De estas razones básicas se derivan algunas consecuencias importantes, como por ejemplo que los acuerdos no caducan ni son, como algunos teóricos sostienen, «renovables».
Lo que caduca, en el caso de los jueces de la Corte de Justicia es el mandato tasado previsto en la Constitución, y nada tiene que ver ni con la voluntad del Gobernador o con la confianza de los senadores. El acuerdo, como casi todos sabemos, es un mecanismo de juicio político inverso o anticipado, que se pronuncia para un momento determinado y que crea una presunción de confianza parlamentaria que, cuando cae o se desvirtúa, no provoca el cese del acuerdo o de sus efectos sino que da pie a la sustanciación del juicio político.
Es decir, que si entendemos que es el constituyente el que establece el plazo de la designación, el acuerdo no puede decir nada ni a favor ni en contra de este plazo. Ahora que si el constituyente ordinario, o el supraconstituyente (los jueces suplentes de la Corte) deciden que no hay plazo, por más que los senadores pataleen, su acuerdo ya está dado y se aplica aquí la vieja regla del juego de la loba: carta suelta no tiene vuelta.
Por esta misma razón los acuerdos no son renovables, pues en caso de que el Gobernador decida volver a designar al mismo juez para otro periodo, el análisis de sus cualidades personales y políticas por parte de los senadores supone un juicio ex novo, que debe repetirse desde el principio, aunque la composición de la Cámara de Senadores sea idéntica.
Podemos presentar el mismo argumento desde un ángulo completamente diferente: el del juicio político de los artículos 104 a 107 de la Constitución provincial.
Cuando el Senado destituye a un responsable político, no lo hace por cuatro, por seis, por ocho o por doce años. Lo destituye, sin más. Con el acuerdo tendría que ocurrir exactamente lo mismo.
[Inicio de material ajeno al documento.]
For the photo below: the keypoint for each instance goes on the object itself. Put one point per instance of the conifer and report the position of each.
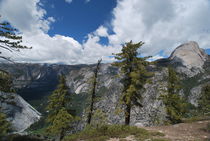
(134, 73)
(204, 101)
(4, 125)
(9, 40)
(59, 118)
(94, 82)
(175, 105)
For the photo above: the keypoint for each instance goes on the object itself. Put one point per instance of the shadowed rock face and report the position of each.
(190, 57)
(19, 112)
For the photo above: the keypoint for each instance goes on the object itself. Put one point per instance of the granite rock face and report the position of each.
(189, 61)
(20, 113)
(190, 58)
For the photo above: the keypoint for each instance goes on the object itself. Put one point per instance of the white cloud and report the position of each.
(102, 31)
(28, 17)
(161, 24)
(68, 1)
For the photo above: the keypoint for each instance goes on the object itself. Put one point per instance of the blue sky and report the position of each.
(79, 17)
(83, 31)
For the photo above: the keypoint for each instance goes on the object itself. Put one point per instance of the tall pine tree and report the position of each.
(93, 91)
(134, 73)
(4, 125)
(59, 118)
(204, 101)
(175, 105)
(9, 40)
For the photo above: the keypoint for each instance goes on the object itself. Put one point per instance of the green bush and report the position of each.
(108, 131)
(208, 127)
Y en lo que respecta a la renovación, es lógico suponer que si el Senado ha juzgado y destituido una vez a un funcionario sujeto a juicio político y si por esas excentricidades que son tan propias de la política lugareña tiene ocasión de volver a hacerlo en el futuro, no podrá decir entonces: «lo destituyo ahora porque ya lo he destituido antes» o «le renuevo la destitución». En cualquier caso tendrá que destituirlo por incumplimientos sobrevenidos a su primera destitución. Lo mismo sucede con los acuerdos.
Conclusiones
En suma, que los senadores no dan acuerdos temporales sino que dan acuerdos, sin más. Y que cuando los dan solo cumplen un trámite, sin cuyo agotamiento mediante un procedimiento regular, la designación de un cargo público mediante decreto deviene nula. En cuanto a la formalización de la designación, el elemento auténticamente constitutivo es la voluntad del Gobernador de la Provincia, expresada a través de los instrumentos normativos que la Constitución le reconoce, aunque el plazo del mandato es una cuestión reservada a la Constitución.Y por serlo, es susceptible de ser modificado por una asamblea soberana o, como en el caso al que nos enfrentamos, manipulado por un tribunal especial con ínfulas de infalibilidad sacerdotal. Conviene tenerlo claro.